Nie obyło się jednak bez kontrowersji, bo Partia Pracy domagała się zatwierdzenia poprawki pozwalającej na finansowanie zabiegów aborcji, których w angielskich szpitalach dokonują pacjentki z Irlandii Północnej. Ostatecznie (i wbrew interesowi konserwatywnej i powołującej się na wartości religijne DUP) rząd zobowiązał się do udzielenia gwarancji, że zabiegi aborcji będą w Anglii dostępne bezpłatnie (wszystko dzięki znacznej grupie posłów Partii Konserwatywnej, która opowiedziała się w tej kwestii za stanowiskiem Partii Pracy). Posłowie odrzucili jednak inne poprawki, proponowane przez laburzystów (w tym zapis nawołujący do tego, aby Wielka Brytania – niezależnie od Brexitu – pozostała członkiem wspólnego rynku unijnego).
Treść mowy tronowej
Królowa Elżbieta II mowę tronową wygłosiła w ubiegłą środę (21 czerwca).

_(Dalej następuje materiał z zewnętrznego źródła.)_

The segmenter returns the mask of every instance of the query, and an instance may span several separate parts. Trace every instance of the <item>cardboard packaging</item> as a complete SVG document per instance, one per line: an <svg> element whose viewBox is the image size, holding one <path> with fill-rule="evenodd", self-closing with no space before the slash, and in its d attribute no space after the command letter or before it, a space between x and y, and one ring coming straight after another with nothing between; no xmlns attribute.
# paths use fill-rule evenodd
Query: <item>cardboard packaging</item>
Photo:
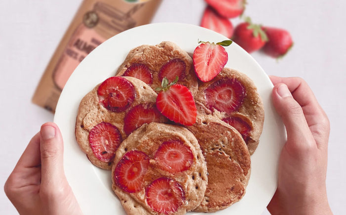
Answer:
<svg viewBox="0 0 346 215"><path fill-rule="evenodd" d="M53 113L70 76L92 50L111 37L149 23L161 0L84 0L36 88L33 103Z"/></svg>

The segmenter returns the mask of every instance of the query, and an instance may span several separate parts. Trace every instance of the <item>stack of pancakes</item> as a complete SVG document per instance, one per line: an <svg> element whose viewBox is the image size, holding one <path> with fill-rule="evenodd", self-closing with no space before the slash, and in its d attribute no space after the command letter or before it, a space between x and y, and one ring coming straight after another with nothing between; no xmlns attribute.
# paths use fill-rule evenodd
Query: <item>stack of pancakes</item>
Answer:
<svg viewBox="0 0 346 215"><path fill-rule="evenodd" d="M184 78L178 83L191 92L198 110L196 123L182 127L173 122L162 121L144 124L127 135L124 130L124 117L128 110L140 104L155 103L157 94L153 89L161 85L158 78L160 68L168 61L179 59L185 64ZM193 211L212 212L227 208L240 200L245 193L251 172L250 156L257 147L262 132L264 109L253 82L243 73L225 68L210 82L202 83L196 78L192 59L174 43L164 42L156 45L143 45L131 50L118 69L122 76L131 65L145 64L152 75L152 82L147 85L130 77L125 77L134 87L136 95L130 107L122 112L110 111L102 105L97 96L96 86L82 99L76 124L76 137L81 148L95 166L112 170L112 188L128 214L159 214L148 205L146 187L160 177L172 178L179 183L185 193L185 201L174 213L183 214ZM231 113L218 110L207 104L205 90L216 82L226 79L239 82L245 90L244 101ZM237 118L245 122L249 131L244 140L235 128L225 122L227 118ZM102 122L117 127L123 140L115 152L114 160L101 161L93 152L89 142L92 128ZM126 152L139 150L150 157L162 143L161 139L182 140L193 152L194 162L189 169L178 173L163 172L154 165L150 178L144 178L143 187L135 193L123 190L114 181L114 169Z"/></svg>

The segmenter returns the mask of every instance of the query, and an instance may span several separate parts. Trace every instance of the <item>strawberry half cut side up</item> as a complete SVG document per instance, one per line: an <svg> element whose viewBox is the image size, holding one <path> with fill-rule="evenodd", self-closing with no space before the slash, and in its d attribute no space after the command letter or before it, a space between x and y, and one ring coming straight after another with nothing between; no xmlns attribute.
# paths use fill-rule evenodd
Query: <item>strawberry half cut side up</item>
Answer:
<svg viewBox="0 0 346 215"><path fill-rule="evenodd" d="M161 169L171 173L187 170L193 163L191 149L179 140L164 142L156 151L155 158Z"/></svg>
<svg viewBox="0 0 346 215"><path fill-rule="evenodd" d="M241 15L245 9L246 0L205 0L221 16L234 18Z"/></svg>
<svg viewBox="0 0 346 215"><path fill-rule="evenodd" d="M208 82L220 73L228 60L227 51L222 46L228 46L232 41L224 41L216 44L199 41L201 44L193 52L193 66L198 79Z"/></svg>
<svg viewBox="0 0 346 215"><path fill-rule="evenodd" d="M130 76L139 79L147 85L153 83L153 75L147 66L142 63L131 64L122 76Z"/></svg>
<svg viewBox="0 0 346 215"><path fill-rule="evenodd" d="M164 78L162 87L156 98L156 107L164 116L175 123L185 126L192 126L196 122L197 108L192 94L186 86L176 84L178 77L171 84Z"/></svg>
<svg viewBox="0 0 346 215"><path fill-rule="evenodd" d="M173 59L165 63L160 70L159 79L162 81L166 77L168 81L173 82L176 76L181 80L185 78L185 70L186 66L185 62L178 58Z"/></svg>
<svg viewBox="0 0 346 215"><path fill-rule="evenodd" d="M114 171L115 183L123 190L134 193L143 187L143 179L149 165L149 157L139 151L130 151L123 157Z"/></svg>
<svg viewBox="0 0 346 215"><path fill-rule="evenodd" d="M238 110L246 95L245 88L236 79L224 79L204 90L207 105L219 111L231 113Z"/></svg>
<svg viewBox="0 0 346 215"><path fill-rule="evenodd" d="M227 18L218 15L211 7L207 7L201 22L201 26L230 38L233 34L233 26Z"/></svg>
<svg viewBox="0 0 346 215"><path fill-rule="evenodd" d="M133 85L126 79L113 77L106 79L98 87L99 102L107 110L121 112L132 104L136 96Z"/></svg>
<svg viewBox="0 0 346 215"><path fill-rule="evenodd" d="M104 162L109 162L114 158L115 151L123 141L120 131L117 127L108 123L96 125L89 133L89 143L95 156Z"/></svg>
<svg viewBox="0 0 346 215"><path fill-rule="evenodd" d="M223 119L222 121L236 129L243 136L246 144L248 144L251 127L247 123L241 118L236 117L228 117Z"/></svg>
<svg viewBox="0 0 346 215"><path fill-rule="evenodd" d="M145 196L149 207L163 214L176 212L185 201L185 192L181 186L167 177L153 181L146 188Z"/></svg>
<svg viewBox="0 0 346 215"><path fill-rule="evenodd" d="M141 104L131 108L124 118L124 130L127 135L144 123L165 123L167 119L156 108L155 103Z"/></svg>

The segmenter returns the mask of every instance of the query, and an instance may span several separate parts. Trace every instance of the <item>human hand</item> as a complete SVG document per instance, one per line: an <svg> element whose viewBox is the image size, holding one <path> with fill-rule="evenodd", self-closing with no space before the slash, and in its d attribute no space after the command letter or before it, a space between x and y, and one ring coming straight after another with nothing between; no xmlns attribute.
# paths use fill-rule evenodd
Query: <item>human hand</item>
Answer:
<svg viewBox="0 0 346 215"><path fill-rule="evenodd" d="M304 80L270 78L287 141L280 157L277 189L267 208L272 215L332 214L326 190L328 117Z"/></svg>
<svg viewBox="0 0 346 215"><path fill-rule="evenodd" d="M5 183L5 193L20 214L83 214L65 176L63 153L58 127L43 124Z"/></svg>

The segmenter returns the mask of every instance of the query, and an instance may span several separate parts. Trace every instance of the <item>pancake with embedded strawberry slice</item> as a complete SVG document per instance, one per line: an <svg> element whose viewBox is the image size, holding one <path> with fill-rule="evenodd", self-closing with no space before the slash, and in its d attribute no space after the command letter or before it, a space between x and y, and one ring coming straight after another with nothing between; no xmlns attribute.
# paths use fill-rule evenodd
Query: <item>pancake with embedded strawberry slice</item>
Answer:
<svg viewBox="0 0 346 215"><path fill-rule="evenodd" d="M207 167L186 129L152 123L131 133L116 152L112 188L129 215L181 215L204 196Z"/></svg>
<svg viewBox="0 0 346 215"><path fill-rule="evenodd" d="M92 164L110 170L123 140L145 123L165 122L158 111L157 94L132 77L111 77L82 100L76 122L76 138Z"/></svg>

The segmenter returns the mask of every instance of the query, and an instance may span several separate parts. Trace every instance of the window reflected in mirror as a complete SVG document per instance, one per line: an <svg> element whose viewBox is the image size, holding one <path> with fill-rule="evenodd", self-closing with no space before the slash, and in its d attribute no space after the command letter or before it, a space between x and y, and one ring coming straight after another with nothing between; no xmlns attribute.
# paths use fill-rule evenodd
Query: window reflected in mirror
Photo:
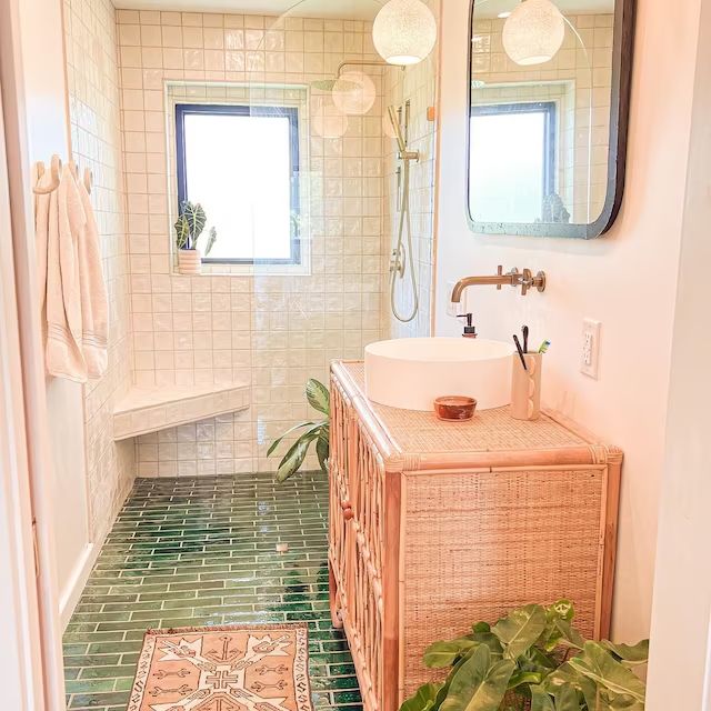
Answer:
<svg viewBox="0 0 711 711"><path fill-rule="evenodd" d="M631 11L631 0L475 0L472 229L590 238L610 227L623 182Z"/></svg>

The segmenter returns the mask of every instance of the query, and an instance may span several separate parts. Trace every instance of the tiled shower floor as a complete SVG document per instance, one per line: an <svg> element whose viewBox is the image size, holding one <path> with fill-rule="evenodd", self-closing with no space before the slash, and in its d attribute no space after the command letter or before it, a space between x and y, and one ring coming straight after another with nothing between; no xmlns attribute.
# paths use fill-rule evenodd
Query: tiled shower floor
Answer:
<svg viewBox="0 0 711 711"><path fill-rule="evenodd" d="M361 711L327 513L322 473L137 480L64 634L68 709L126 710L148 628L308 620L314 708Z"/></svg>

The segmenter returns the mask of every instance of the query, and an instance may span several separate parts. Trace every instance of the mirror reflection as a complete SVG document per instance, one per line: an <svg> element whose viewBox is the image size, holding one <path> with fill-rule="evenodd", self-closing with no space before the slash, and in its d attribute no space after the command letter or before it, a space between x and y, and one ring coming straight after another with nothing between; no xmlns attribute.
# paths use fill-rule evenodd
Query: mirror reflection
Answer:
<svg viewBox="0 0 711 711"><path fill-rule="evenodd" d="M584 226L601 220L614 188L614 36L615 0L475 0L468 157L475 230L591 236Z"/></svg>

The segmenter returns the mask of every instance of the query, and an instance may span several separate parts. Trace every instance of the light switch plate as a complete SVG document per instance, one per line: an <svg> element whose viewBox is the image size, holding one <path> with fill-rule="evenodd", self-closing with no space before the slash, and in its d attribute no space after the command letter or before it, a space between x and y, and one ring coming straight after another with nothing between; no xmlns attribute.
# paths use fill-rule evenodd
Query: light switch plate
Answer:
<svg viewBox="0 0 711 711"><path fill-rule="evenodd" d="M580 372L598 380L600 368L600 321L584 319L582 322L582 339L580 351Z"/></svg>

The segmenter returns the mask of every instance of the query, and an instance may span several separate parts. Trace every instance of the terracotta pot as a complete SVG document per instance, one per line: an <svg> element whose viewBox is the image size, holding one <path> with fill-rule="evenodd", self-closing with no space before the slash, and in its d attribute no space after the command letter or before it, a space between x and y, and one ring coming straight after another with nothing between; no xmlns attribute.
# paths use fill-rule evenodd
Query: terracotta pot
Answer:
<svg viewBox="0 0 711 711"><path fill-rule="evenodd" d="M181 274L199 274L202 268L202 254L199 249L178 250L178 271Z"/></svg>

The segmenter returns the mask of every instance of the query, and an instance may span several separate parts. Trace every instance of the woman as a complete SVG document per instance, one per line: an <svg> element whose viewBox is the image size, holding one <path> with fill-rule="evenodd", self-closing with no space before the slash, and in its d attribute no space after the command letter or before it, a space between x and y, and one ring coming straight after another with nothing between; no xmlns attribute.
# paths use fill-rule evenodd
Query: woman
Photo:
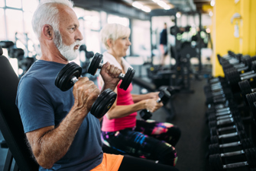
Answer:
<svg viewBox="0 0 256 171"><path fill-rule="evenodd" d="M123 74L131 68L123 58L131 45L130 33L129 28L117 24L106 24L100 32L107 49L103 53L103 63L109 62L122 69ZM138 111L146 109L154 112L163 106L162 103L157 103L159 92L131 94L131 84L124 90L119 87L121 82L115 90L117 100L103 117L103 143L125 154L175 166L177 155L173 146L180 138L180 129L170 123L136 119ZM99 87L102 83L99 77Z"/></svg>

Tego dnia oficjalnie otworzono nową sesję brytyjskiego parlamentu.
W mowie znalazł się szkic planów legislacyjnych gabinetu May na najbliższy rok. Wśród najważniejszych pozycji wymienić należy przede wszystkim ustawy dotyczące Brexitu (Elżbieta II podkreśliła, że „priorytetem rządu jest osiągnięcie najlepszego porozumienia”), przekazania 2 procent PKB na obronność, wprowadzenia regulacji dla rynku samochodów elektrycznych i autonomicznych oraz cywilnych lotów kosmicznych. W mowie tronowej nie zabrakło też miejsca na zapowiedź walki z przemocą domową, ekstremizmem i terroryzmem oraz obietnicę powołania komisji, która zajmie się sprawą tragicznego pożaru Grenfell Tower.
Co ciekawe, w mowie tronowej Elżbieta II nie wspomniała o najbardziej kontrowersyjnych planach torysów, dotyczących reformy szkolnictwa, reformy systemu opieki nad seniorami czy likwidacji systemu darmowych obiadów dla uczniów brytyjskich szkół. Królowa przemilczała też temat zbliżającej się wizyty Donalda Trumpa w UK (jednocześnie zapowiedziała, że w lipcu do Londynu przyjedzie król Hiszpanii).